Volatility from the Chinese stock market sell-off and the looming threat of a second taper tantrum in the wake of the Federal Reserve raising rates has many emerging market investors on edge.
With an increasing number of developing world companies entering the debt market to aid financing, there will be increased scrutiny on the strength of these securities in the coming months.
While turbulence is more commonplace among the emerging market corporates, which fund managers have ridden this rollercoaster with the most poise over the past year?
In this analysis, Citywire Global took a closer look at the Bonds – Emerging Market Global Corporates sector to uncover the three most improved managers among the 64 specialist investors with a one-year track record.
This involves looking at where they were in the rankings over the 12 months to the end of June 2014 and where they sat in the same peer group over the following 12 month period.
Over the past year, the average manager in the sector lost 5.32% in US dollar terms, while the most commonly-held benchmark, the BofA Merrill Lynch EM Corporate Plus TR, fell 1.21%.
3. Alain Defise, Pictet
- Ranking period one (June 2013-June 2014): 44/49
- Ranking period two (June 2014-June 2015): 18/64
Posting the third greatest improvement over this timeframe is Pictet’s Alain Defise, who has leapt 26 places up the sector rankings. Defise runs the CHF 1.6 billion (€1.1 billion) Pictet-Emerging Corporate Bonds fund, which was launched for him November 2012 shortly after joining from JP Morgan.

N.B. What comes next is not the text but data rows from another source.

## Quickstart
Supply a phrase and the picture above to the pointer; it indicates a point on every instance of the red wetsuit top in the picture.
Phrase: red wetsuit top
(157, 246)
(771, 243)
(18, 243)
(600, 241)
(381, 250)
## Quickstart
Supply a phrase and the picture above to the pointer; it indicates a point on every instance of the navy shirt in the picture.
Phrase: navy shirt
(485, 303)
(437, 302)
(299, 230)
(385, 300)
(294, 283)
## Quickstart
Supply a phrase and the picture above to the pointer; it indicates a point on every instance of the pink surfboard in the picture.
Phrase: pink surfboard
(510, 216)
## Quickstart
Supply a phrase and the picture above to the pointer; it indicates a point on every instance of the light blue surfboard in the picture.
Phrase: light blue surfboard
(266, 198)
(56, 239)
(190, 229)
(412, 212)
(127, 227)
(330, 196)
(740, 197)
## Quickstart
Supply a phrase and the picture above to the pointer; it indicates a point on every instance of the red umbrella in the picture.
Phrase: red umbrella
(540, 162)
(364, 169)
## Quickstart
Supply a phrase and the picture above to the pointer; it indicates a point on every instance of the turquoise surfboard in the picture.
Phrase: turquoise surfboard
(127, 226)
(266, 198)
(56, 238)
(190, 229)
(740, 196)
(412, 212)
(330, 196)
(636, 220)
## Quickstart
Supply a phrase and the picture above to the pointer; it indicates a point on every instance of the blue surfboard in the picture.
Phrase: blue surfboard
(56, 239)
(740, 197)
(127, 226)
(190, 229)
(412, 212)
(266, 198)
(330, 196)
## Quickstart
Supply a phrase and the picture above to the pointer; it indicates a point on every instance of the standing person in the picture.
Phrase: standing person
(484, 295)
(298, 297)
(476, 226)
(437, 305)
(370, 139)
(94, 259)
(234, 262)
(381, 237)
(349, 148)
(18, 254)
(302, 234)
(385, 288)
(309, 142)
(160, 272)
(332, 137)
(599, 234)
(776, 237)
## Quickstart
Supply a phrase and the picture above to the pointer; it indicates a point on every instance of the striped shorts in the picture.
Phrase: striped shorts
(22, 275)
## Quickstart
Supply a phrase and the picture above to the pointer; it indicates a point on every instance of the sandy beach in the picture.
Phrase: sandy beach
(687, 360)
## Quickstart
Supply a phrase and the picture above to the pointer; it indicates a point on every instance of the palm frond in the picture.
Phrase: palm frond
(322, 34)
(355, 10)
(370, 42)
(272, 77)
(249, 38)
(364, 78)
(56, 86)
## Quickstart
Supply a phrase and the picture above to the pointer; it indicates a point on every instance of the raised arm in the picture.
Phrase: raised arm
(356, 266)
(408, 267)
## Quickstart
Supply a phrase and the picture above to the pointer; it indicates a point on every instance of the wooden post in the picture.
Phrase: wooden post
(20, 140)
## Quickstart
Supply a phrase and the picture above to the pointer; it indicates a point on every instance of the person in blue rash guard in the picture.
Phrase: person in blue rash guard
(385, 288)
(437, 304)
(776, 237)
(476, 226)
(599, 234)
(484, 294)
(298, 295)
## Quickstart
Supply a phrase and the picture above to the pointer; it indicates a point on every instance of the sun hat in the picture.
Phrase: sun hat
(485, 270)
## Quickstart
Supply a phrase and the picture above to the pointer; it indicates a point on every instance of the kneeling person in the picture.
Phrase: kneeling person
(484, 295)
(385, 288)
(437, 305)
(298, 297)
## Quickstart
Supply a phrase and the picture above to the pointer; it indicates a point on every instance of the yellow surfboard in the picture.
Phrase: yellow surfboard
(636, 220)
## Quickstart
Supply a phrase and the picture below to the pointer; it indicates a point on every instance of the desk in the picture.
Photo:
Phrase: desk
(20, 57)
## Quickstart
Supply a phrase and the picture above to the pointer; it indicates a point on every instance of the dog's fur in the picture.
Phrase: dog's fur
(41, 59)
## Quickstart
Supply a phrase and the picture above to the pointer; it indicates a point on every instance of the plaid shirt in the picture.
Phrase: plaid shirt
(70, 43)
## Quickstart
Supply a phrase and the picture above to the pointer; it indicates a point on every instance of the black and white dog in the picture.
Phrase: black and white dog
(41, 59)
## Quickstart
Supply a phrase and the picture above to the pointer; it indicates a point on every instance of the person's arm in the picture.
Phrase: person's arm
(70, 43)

Recent moves have seen Defise, who is also head of the emerging market corporates team at the Swiss group, take an overweight position in Russia. Speaking in March, Defise said he adopted a 6% position in the country over the first quarter of 2015.
2. Sergio Trigo Paz, BlackRock
- Ranking period one (June 2013-June 2014): 45/49
- Ranking period two (June 2014-June 2015): 12/64
Showing an improvement of 33 ranking places over the past 12 months is BlackRock’s Sergio Trigo Paz, who is head of emerging markets fixed income at the US group. Trigo Paz has achieved the lift in performance on the BGF Emerging Markets Corporate Bond fund, which he has run since February 2013.

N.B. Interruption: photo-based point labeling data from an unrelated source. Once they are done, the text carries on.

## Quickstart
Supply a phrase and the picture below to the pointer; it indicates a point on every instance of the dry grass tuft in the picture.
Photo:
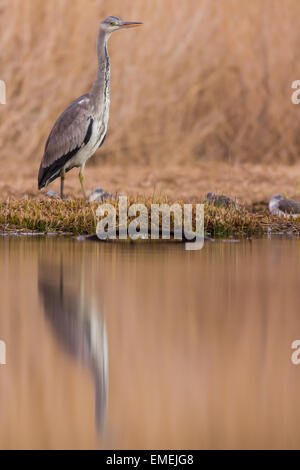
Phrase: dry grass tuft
(77, 218)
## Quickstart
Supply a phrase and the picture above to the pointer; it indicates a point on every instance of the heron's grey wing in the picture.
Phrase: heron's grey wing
(71, 132)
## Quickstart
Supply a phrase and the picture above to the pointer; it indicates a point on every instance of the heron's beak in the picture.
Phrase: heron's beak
(129, 24)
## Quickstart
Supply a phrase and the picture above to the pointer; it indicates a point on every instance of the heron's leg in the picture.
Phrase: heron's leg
(62, 182)
(81, 179)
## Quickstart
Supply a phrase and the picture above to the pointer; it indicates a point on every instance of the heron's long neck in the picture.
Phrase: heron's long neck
(101, 87)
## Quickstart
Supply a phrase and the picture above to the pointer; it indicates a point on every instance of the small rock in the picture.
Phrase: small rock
(283, 207)
(221, 201)
(99, 195)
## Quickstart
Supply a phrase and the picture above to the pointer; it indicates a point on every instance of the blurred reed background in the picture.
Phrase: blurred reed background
(202, 80)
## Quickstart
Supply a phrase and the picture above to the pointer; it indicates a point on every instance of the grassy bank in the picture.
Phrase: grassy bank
(77, 218)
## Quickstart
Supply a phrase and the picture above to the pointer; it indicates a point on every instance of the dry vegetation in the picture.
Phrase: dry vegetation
(75, 217)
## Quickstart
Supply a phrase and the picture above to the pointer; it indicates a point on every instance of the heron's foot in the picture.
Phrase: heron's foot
(99, 195)
(52, 195)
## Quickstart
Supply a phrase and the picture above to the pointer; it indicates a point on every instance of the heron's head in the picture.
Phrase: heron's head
(113, 23)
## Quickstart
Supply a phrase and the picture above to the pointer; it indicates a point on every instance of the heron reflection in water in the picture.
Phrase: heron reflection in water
(79, 327)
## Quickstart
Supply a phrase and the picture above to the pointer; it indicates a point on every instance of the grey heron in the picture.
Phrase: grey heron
(82, 127)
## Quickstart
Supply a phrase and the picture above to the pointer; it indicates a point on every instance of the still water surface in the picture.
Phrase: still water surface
(149, 346)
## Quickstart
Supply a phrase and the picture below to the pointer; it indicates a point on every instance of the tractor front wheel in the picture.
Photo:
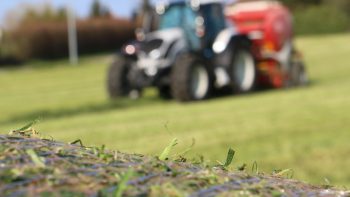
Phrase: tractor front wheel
(191, 79)
(242, 70)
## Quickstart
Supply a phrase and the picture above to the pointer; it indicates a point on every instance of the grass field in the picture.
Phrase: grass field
(306, 129)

In this fund, which he co-runs with Jane Yu, Trigo Paz has focused on the Chinese market, which makes up 16% of the fund’s geographic exposure at present. The second largest allocation, as at the end of June, was in cash and derivatives which made up 9.5% of the fund.
1. Lisa Chua, HSBC GAM
- Ranking period one (June 2013-June 2014): 40/49
- Ranking period two (June 2014-June 2015): 4/64
Citywire + rated Lisa Chua has shown the strongest improvement in performance over the past 12 months and risen 36 ranking spots. Chua runs four funds on behalf of HSBC Gam, with her tenure on the HSBC GIF Global Emerging Markets Corporate Debt fund recognised here.
Currently, the largest allocations in the fund, which Chua co-runs with Guillermo Osses, are a 4.7% bet on Israel Electric Corporation, followed by a 4.6% allocation to South American telecoms company Comunicaciones Celulares.
Over the past year, the fund has returned 2.46% in US dollar terms, which is 7.7 percentage points above the average manager and also three percentage points over the index, the BofA Merrill Lynch EM Corporate Plus TR over the same period.